Cancer of the larynx, often called the voice box, remains a major global health concern. In 2021, about 1.1 million people were diagnosed worldwide, and roughly 100,000 died from the disease. Smoking, heavy alcohol use, and infection with human papillomavirus are key risk factors. Survival rates vary widely, ranging from 35% to 78% over five years with treatment, depending on where the tumor develops and how advanced it is at diagnosis.
Early detection plays a critical role in improving outcomes. Today, diagnosis typically relies on video nasal endoscopy and tissue biopsies, which are invasive and can be difficult to access quickly. Delays in seeing a specialist may slow diagnosis and treatment.
New research published in Frontiers in Digital Health suggests a different approach. Scientists found that subtle changes in a person’s voice can reveal abnormalities in the vocal folds. These “vocal fold lesions” may be harmless, such as nodules or polyps, but they can also signal early-stage laryngeal cancer. The findings point to a potential new use for artificial intelligence: identifying early warning signs of cancer through voice analysis.

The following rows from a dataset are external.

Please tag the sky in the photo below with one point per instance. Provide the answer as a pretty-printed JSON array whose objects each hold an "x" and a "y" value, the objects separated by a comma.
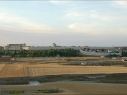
[{"x": 66, "y": 23}]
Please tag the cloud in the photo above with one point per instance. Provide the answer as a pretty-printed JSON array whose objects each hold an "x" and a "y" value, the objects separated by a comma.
[
  {"x": 17, "y": 23},
  {"x": 101, "y": 16},
  {"x": 97, "y": 29},
  {"x": 59, "y": 1},
  {"x": 120, "y": 4}
]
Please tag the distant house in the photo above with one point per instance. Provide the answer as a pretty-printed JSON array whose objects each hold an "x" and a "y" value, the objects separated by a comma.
[
  {"x": 114, "y": 58},
  {"x": 124, "y": 59},
  {"x": 89, "y": 63},
  {"x": 5, "y": 58}
]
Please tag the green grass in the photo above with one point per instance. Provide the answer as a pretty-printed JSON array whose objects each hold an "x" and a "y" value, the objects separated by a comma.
[{"x": 16, "y": 92}]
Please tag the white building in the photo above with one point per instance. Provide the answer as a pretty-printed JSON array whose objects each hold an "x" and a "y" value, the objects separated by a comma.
[{"x": 14, "y": 46}]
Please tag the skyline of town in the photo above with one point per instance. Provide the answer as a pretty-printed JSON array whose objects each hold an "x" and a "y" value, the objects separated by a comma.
[{"x": 67, "y": 23}]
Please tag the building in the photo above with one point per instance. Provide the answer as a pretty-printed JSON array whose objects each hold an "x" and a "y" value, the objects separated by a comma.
[
  {"x": 54, "y": 45},
  {"x": 1, "y": 48},
  {"x": 5, "y": 58},
  {"x": 14, "y": 46}
]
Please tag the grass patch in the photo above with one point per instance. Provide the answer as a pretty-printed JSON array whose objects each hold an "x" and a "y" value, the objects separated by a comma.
[{"x": 16, "y": 92}]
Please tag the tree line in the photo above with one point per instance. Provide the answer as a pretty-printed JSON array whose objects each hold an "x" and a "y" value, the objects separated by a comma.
[{"x": 42, "y": 53}]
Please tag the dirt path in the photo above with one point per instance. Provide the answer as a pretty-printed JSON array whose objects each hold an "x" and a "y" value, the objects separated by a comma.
[{"x": 77, "y": 88}]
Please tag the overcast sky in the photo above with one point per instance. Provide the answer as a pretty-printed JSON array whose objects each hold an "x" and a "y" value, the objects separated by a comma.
[{"x": 66, "y": 23}]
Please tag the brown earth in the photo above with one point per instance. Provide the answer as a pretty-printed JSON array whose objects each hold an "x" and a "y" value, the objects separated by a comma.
[
  {"x": 51, "y": 66},
  {"x": 76, "y": 88}
]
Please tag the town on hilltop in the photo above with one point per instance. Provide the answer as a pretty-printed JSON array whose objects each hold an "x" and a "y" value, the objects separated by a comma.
[{"x": 84, "y": 50}]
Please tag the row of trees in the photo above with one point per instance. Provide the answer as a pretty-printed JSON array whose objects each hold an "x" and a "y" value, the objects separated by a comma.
[{"x": 42, "y": 53}]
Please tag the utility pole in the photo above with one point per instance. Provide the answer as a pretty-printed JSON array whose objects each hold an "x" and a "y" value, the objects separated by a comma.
[{"x": 1, "y": 87}]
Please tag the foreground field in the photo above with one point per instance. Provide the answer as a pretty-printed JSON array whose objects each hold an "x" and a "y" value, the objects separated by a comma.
[
  {"x": 22, "y": 70},
  {"x": 76, "y": 88},
  {"x": 26, "y": 67}
]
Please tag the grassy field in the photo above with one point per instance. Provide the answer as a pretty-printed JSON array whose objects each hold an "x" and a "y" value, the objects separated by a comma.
[{"x": 51, "y": 66}]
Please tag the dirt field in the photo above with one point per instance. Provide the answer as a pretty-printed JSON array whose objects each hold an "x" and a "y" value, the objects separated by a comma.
[
  {"x": 76, "y": 88},
  {"x": 50, "y": 66}
]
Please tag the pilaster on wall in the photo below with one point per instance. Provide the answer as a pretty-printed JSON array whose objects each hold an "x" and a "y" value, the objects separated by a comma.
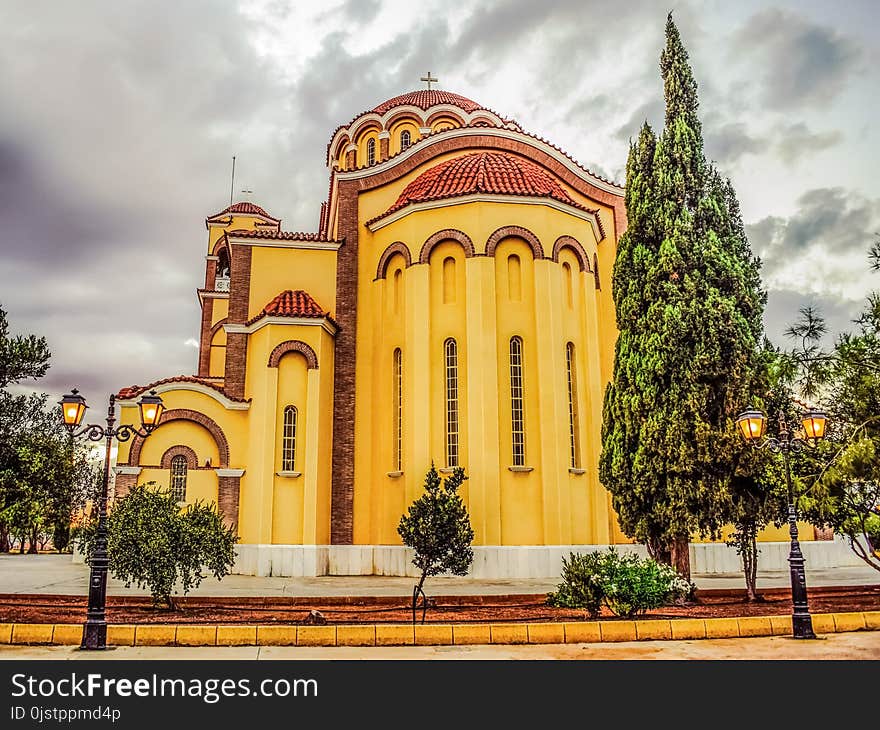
[
  {"x": 342, "y": 484},
  {"x": 236, "y": 343}
]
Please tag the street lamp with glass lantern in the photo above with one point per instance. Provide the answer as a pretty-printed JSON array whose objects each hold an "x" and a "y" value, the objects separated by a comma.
[
  {"x": 73, "y": 408},
  {"x": 753, "y": 425}
]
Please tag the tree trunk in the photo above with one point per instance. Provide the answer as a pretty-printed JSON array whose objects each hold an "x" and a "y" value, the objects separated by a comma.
[{"x": 680, "y": 556}]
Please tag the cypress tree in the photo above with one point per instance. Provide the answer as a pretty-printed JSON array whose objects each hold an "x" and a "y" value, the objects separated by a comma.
[{"x": 689, "y": 308}]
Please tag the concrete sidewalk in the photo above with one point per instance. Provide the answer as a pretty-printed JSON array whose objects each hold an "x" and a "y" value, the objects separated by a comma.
[{"x": 58, "y": 574}]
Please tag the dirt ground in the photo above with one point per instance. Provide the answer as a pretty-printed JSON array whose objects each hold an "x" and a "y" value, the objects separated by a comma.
[{"x": 34, "y": 608}]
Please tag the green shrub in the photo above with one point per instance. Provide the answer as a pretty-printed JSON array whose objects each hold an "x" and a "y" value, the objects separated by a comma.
[
  {"x": 627, "y": 584},
  {"x": 154, "y": 544}
]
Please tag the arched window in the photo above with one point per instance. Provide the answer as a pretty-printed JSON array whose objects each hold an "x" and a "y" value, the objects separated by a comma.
[
  {"x": 178, "y": 477},
  {"x": 573, "y": 428},
  {"x": 221, "y": 279},
  {"x": 514, "y": 278},
  {"x": 288, "y": 440},
  {"x": 451, "y": 353},
  {"x": 569, "y": 290},
  {"x": 517, "y": 420},
  {"x": 398, "y": 410},
  {"x": 449, "y": 280}
]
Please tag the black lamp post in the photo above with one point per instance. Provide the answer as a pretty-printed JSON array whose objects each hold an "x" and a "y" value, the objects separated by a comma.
[
  {"x": 73, "y": 408},
  {"x": 752, "y": 425}
]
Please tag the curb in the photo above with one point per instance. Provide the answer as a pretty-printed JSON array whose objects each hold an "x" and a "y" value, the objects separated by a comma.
[{"x": 436, "y": 634}]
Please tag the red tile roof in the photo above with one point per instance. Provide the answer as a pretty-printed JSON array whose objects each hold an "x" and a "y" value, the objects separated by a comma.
[
  {"x": 425, "y": 99},
  {"x": 244, "y": 208},
  {"x": 494, "y": 173},
  {"x": 133, "y": 391},
  {"x": 280, "y": 235},
  {"x": 291, "y": 304}
]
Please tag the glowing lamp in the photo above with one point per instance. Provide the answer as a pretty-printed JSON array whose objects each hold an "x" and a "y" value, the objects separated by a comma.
[
  {"x": 752, "y": 425},
  {"x": 813, "y": 422},
  {"x": 151, "y": 407},
  {"x": 73, "y": 408}
]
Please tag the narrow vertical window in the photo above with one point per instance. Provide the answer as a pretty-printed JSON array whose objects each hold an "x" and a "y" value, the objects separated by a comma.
[
  {"x": 398, "y": 290},
  {"x": 448, "y": 280},
  {"x": 517, "y": 421},
  {"x": 514, "y": 278},
  {"x": 398, "y": 410},
  {"x": 288, "y": 440},
  {"x": 573, "y": 428},
  {"x": 451, "y": 352},
  {"x": 569, "y": 292},
  {"x": 178, "y": 478}
]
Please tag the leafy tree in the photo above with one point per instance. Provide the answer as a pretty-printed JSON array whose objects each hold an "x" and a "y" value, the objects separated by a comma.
[
  {"x": 438, "y": 528},
  {"x": 21, "y": 357},
  {"x": 689, "y": 306},
  {"x": 154, "y": 544},
  {"x": 843, "y": 486}
]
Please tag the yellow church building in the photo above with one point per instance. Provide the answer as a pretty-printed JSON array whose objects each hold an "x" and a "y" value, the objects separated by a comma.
[{"x": 453, "y": 307}]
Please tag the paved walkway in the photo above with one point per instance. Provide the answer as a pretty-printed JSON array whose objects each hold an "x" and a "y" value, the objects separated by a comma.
[{"x": 58, "y": 574}]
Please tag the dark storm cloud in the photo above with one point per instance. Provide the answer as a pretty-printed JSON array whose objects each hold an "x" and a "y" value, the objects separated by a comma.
[
  {"x": 796, "y": 141},
  {"x": 831, "y": 220},
  {"x": 784, "y": 306},
  {"x": 729, "y": 142},
  {"x": 802, "y": 63}
]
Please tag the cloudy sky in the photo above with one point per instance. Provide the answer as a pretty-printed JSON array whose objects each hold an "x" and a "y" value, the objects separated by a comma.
[{"x": 119, "y": 121}]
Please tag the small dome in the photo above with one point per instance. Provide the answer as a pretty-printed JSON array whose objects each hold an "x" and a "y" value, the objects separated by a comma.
[
  {"x": 493, "y": 173},
  {"x": 425, "y": 99}
]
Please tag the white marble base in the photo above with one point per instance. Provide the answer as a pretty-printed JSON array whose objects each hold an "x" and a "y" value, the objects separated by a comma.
[{"x": 527, "y": 561}]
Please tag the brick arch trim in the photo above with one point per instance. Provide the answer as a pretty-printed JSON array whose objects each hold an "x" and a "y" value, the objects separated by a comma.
[
  {"x": 518, "y": 231},
  {"x": 448, "y": 234},
  {"x": 185, "y": 414},
  {"x": 293, "y": 346},
  {"x": 192, "y": 461},
  {"x": 398, "y": 247},
  {"x": 575, "y": 247}
]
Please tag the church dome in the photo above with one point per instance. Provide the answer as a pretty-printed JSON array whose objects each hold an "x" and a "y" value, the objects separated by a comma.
[
  {"x": 426, "y": 98},
  {"x": 492, "y": 173}
]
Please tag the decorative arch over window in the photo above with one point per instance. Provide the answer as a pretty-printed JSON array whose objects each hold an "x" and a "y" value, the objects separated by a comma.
[
  {"x": 398, "y": 247},
  {"x": 573, "y": 245},
  {"x": 288, "y": 439},
  {"x": 185, "y": 414},
  {"x": 448, "y": 234},
  {"x": 450, "y": 352},
  {"x": 293, "y": 346},
  {"x": 517, "y": 399},
  {"x": 178, "y": 478},
  {"x": 192, "y": 461},
  {"x": 519, "y": 232}
]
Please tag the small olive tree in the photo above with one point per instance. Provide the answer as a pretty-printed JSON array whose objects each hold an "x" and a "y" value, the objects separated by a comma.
[
  {"x": 438, "y": 528},
  {"x": 155, "y": 544}
]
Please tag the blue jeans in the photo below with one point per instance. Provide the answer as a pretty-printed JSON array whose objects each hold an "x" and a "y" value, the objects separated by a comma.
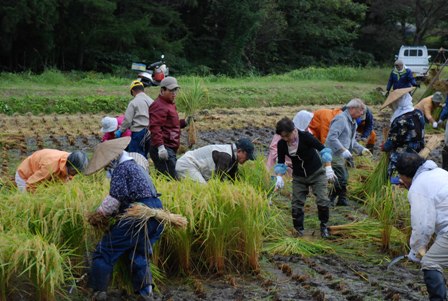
[
  {"x": 135, "y": 146},
  {"x": 127, "y": 238},
  {"x": 166, "y": 167}
]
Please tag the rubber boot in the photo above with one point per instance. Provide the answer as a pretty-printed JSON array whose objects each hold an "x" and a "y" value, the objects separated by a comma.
[
  {"x": 435, "y": 284},
  {"x": 324, "y": 214},
  {"x": 342, "y": 199},
  {"x": 445, "y": 158},
  {"x": 297, "y": 220}
]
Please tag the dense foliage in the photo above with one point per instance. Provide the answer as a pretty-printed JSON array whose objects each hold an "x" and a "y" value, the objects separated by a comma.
[{"x": 213, "y": 36}]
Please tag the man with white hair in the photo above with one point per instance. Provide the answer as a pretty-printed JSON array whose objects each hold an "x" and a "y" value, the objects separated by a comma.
[
  {"x": 341, "y": 140},
  {"x": 401, "y": 77}
]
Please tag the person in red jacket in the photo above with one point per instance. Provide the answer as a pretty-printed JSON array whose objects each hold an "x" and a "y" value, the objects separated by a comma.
[{"x": 165, "y": 128}]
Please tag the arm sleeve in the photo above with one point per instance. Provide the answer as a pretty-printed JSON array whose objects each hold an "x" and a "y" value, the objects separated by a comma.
[
  {"x": 157, "y": 117},
  {"x": 368, "y": 127},
  {"x": 444, "y": 114},
  {"x": 223, "y": 165},
  {"x": 128, "y": 116},
  {"x": 390, "y": 82},
  {"x": 423, "y": 219}
]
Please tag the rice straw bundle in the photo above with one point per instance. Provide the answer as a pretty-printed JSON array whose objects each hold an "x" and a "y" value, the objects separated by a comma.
[
  {"x": 433, "y": 142},
  {"x": 143, "y": 213}
]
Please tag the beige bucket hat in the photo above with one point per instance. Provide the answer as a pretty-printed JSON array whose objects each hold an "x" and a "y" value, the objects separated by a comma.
[
  {"x": 395, "y": 95},
  {"x": 105, "y": 152}
]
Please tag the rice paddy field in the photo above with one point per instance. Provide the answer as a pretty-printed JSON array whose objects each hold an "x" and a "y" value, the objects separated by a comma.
[{"x": 239, "y": 243}]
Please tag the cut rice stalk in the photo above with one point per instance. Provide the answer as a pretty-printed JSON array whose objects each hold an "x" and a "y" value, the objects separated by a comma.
[{"x": 144, "y": 213}]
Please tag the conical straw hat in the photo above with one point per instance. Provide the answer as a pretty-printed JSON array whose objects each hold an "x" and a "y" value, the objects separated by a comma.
[
  {"x": 105, "y": 152},
  {"x": 395, "y": 95}
]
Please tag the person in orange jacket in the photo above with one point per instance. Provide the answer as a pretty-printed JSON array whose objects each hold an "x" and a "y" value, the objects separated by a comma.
[
  {"x": 320, "y": 125},
  {"x": 49, "y": 164}
]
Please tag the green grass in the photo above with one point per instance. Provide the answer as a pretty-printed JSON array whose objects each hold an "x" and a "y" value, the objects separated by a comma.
[{"x": 57, "y": 92}]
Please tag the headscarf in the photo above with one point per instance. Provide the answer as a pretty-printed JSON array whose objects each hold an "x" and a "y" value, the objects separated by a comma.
[
  {"x": 402, "y": 106},
  {"x": 302, "y": 119}
]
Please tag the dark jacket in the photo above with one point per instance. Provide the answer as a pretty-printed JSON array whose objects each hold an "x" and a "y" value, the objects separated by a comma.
[
  {"x": 165, "y": 124},
  {"x": 307, "y": 160},
  {"x": 402, "y": 79}
]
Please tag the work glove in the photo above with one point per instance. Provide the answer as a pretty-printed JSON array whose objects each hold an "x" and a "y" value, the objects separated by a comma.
[
  {"x": 279, "y": 184},
  {"x": 329, "y": 172},
  {"x": 366, "y": 152},
  {"x": 412, "y": 256},
  {"x": 163, "y": 153},
  {"x": 189, "y": 119},
  {"x": 346, "y": 154}
]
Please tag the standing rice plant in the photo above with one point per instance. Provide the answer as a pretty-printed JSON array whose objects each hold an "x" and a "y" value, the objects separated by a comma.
[{"x": 190, "y": 101}]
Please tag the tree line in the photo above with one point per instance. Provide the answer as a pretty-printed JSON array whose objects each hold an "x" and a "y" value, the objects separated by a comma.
[{"x": 232, "y": 37}]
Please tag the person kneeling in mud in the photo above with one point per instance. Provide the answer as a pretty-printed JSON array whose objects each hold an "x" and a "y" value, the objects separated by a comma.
[
  {"x": 428, "y": 197},
  {"x": 302, "y": 148},
  {"x": 219, "y": 159},
  {"x": 129, "y": 184}
]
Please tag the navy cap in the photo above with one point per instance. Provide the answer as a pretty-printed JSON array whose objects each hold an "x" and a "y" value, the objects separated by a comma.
[{"x": 247, "y": 146}]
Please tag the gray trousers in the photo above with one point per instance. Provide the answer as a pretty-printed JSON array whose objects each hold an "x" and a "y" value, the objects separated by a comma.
[
  {"x": 301, "y": 186},
  {"x": 437, "y": 256}
]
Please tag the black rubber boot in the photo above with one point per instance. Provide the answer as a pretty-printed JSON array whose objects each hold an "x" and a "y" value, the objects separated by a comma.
[
  {"x": 445, "y": 157},
  {"x": 435, "y": 284},
  {"x": 297, "y": 220},
  {"x": 342, "y": 199},
  {"x": 324, "y": 215}
]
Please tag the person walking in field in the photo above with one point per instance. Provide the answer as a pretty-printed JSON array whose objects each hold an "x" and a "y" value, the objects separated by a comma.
[
  {"x": 136, "y": 118},
  {"x": 400, "y": 77},
  {"x": 301, "y": 120},
  {"x": 407, "y": 128},
  {"x": 129, "y": 184},
  {"x": 219, "y": 159},
  {"x": 48, "y": 165},
  {"x": 341, "y": 140},
  {"x": 109, "y": 125},
  {"x": 165, "y": 128},
  {"x": 427, "y": 106},
  {"x": 320, "y": 125},
  {"x": 428, "y": 197},
  {"x": 308, "y": 172}
]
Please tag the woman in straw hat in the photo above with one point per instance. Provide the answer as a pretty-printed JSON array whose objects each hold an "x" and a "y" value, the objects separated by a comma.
[
  {"x": 407, "y": 128},
  {"x": 129, "y": 184}
]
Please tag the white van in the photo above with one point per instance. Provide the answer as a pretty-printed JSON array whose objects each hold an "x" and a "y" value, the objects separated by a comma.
[{"x": 415, "y": 58}]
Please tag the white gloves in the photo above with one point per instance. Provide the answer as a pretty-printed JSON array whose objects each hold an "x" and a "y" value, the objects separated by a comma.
[
  {"x": 329, "y": 172},
  {"x": 163, "y": 153},
  {"x": 279, "y": 184},
  {"x": 412, "y": 256},
  {"x": 346, "y": 154},
  {"x": 366, "y": 152}
]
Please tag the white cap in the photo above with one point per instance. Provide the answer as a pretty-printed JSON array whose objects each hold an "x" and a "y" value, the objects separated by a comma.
[{"x": 109, "y": 124}]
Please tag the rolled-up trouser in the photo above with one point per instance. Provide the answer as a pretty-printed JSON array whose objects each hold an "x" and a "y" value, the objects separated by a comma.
[
  {"x": 127, "y": 238},
  {"x": 185, "y": 168},
  {"x": 166, "y": 167},
  {"x": 341, "y": 171},
  {"x": 301, "y": 185},
  {"x": 436, "y": 258},
  {"x": 137, "y": 145},
  {"x": 21, "y": 183}
]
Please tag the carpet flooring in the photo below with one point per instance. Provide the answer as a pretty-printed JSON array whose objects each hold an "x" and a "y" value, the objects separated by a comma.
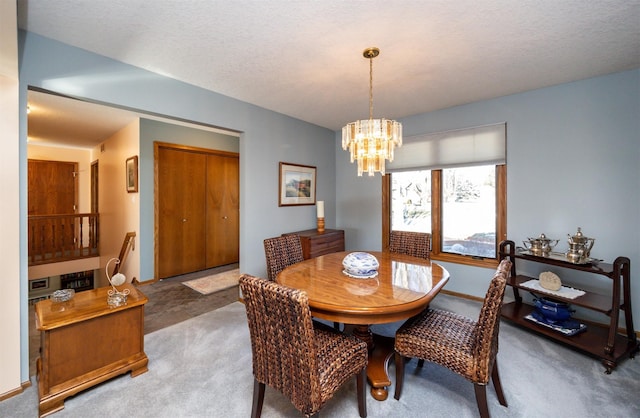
[
  {"x": 170, "y": 302},
  {"x": 201, "y": 367}
]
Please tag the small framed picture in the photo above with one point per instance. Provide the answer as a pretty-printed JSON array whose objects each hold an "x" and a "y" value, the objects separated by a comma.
[
  {"x": 39, "y": 284},
  {"x": 132, "y": 174},
  {"x": 297, "y": 185}
]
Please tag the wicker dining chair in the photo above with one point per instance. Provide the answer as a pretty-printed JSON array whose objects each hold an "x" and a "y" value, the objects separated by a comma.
[
  {"x": 466, "y": 347},
  {"x": 282, "y": 252},
  {"x": 417, "y": 244},
  {"x": 306, "y": 361}
]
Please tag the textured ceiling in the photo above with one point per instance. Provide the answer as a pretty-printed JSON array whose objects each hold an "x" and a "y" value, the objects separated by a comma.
[{"x": 304, "y": 58}]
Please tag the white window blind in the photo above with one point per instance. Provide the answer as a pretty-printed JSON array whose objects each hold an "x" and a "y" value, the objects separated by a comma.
[{"x": 456, "y": 148}]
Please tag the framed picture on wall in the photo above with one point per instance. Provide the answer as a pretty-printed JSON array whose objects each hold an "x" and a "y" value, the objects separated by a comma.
[
  {"x": 297, "y": 185},
  {"x": 132, "y": 174}
]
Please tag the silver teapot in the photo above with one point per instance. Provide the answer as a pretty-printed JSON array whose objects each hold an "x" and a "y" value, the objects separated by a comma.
[
  {"x": 541, "y": 245},
  {"x": 579, "y": 247}
]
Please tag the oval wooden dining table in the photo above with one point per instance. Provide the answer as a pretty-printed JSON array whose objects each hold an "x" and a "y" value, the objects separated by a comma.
[{"x": 403, "y": 287}]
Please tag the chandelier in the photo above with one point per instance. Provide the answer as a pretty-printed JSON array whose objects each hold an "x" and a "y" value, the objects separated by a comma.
[{"x": 371, "y": 141}]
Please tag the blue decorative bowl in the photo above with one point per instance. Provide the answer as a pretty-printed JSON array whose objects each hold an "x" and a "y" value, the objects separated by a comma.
[{"x": 360, "y": 265}]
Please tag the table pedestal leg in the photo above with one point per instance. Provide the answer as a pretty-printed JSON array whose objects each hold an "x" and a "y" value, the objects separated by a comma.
[{"x": 380, "y": 352}]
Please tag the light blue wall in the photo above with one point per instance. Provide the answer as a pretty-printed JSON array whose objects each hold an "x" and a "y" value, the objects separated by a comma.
[
  {"x": 573, "y": 159},
  {"x": 266, "y": 138}
]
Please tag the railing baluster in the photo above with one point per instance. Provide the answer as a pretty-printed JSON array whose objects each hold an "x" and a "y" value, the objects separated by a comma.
[{"x": 56, "y": 238}]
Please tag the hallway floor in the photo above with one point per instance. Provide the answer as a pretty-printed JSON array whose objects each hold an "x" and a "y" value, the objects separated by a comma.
[{"x": 169, "y": 302}]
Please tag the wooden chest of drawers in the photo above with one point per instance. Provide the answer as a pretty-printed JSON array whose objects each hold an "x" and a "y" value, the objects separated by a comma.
[
  {"x": 86, "y": 342},
  {"x": 316, "y": 243}
]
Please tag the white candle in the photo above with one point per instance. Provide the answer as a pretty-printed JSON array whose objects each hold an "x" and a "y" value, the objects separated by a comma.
[{"x": 320, "y": 208}]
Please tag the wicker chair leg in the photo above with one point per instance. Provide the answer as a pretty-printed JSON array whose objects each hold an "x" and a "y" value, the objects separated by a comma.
[
  {"x": 361, "y": 383},
  {"x": 481, "y": 398},
  {"x": 497, "y": 385},
  {"x": 399, "y": 375},
  {"x": 258, "y": 398}
]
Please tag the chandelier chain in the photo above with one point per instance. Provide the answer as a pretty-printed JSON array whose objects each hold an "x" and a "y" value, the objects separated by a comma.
[{"x": 370, "y": 88}]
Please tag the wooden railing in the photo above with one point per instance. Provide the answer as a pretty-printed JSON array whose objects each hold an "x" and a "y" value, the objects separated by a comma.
[{"x": 54, "y": 238}]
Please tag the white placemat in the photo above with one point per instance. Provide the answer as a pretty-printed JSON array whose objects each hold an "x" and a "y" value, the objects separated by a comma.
[{"x": 565, "y": 292}]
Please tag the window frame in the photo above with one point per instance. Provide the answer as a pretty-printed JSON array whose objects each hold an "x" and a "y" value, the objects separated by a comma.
[{"x": 436, "y": 219}]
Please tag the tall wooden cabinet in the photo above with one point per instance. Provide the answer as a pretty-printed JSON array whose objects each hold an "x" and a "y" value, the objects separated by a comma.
[{"x": 197, "y": 209}]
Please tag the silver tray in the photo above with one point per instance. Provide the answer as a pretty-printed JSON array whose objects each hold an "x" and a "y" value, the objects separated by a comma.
[{"x": 558, "y": 256}]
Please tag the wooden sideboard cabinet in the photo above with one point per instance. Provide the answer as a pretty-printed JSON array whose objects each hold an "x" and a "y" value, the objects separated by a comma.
[
  {"x": 86, "y": 342},
  {"x": 603, "y": 341},
  {"x": 316, "y": 243}
]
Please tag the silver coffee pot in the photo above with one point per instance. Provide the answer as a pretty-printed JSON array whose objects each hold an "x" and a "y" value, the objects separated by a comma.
[
  {"x": 541, "y": 245},
  {"x": 579, "y": 247}
]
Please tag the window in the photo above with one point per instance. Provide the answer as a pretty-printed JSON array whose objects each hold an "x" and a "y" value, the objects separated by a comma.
[
  {"x": 462, "y": 203},
  {"x": 464, "y": 216}
]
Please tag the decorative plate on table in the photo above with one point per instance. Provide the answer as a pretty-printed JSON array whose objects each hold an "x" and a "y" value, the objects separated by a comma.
[
  {"x": 360, "y": 265},
  {"x": 360, "y": 276}
]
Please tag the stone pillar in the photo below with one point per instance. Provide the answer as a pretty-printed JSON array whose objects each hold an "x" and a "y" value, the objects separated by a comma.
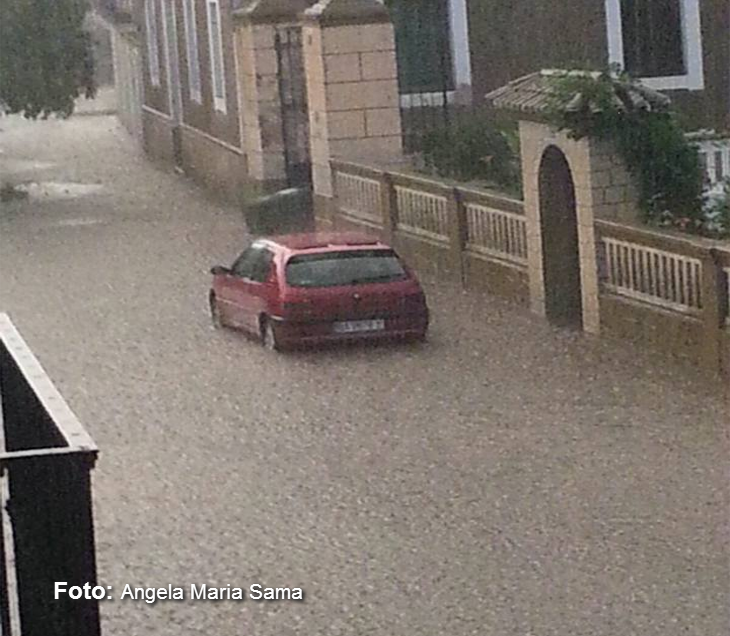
[
  {"x": 258, "y": 86},
  {"x": 352, "y": 86},
  {"x": 603, "y": 189}
]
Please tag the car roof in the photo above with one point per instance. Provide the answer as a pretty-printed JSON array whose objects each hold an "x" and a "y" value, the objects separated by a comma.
[{"x": 325, "y": 241}]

“Here we show that with this dataset we could use vocal biomarkers to distinguish voices from patients with vocal fold lesions from those without such lesions,” said Dr Phillip Jenkins, a postdoctoral fellow in clinical informatics at Oregon Health & Science University, and the study’s corresponding author.
Voice messages
Jenkins and his team are part of the ‘Bridge2AI-Voice’ project within the US National Institute of Health’s ‘Bridge to Artificial Intelligence’ (Bridge2AI) consortium. This nationwide effort aims to apply AI to complex biomedical problems. For this study, the researchers examined tone, pitch, volume, and clarity using the first public release of the Bridge2AI-Voice dataset, which includes 12,523 recordings from 306 participants across North America.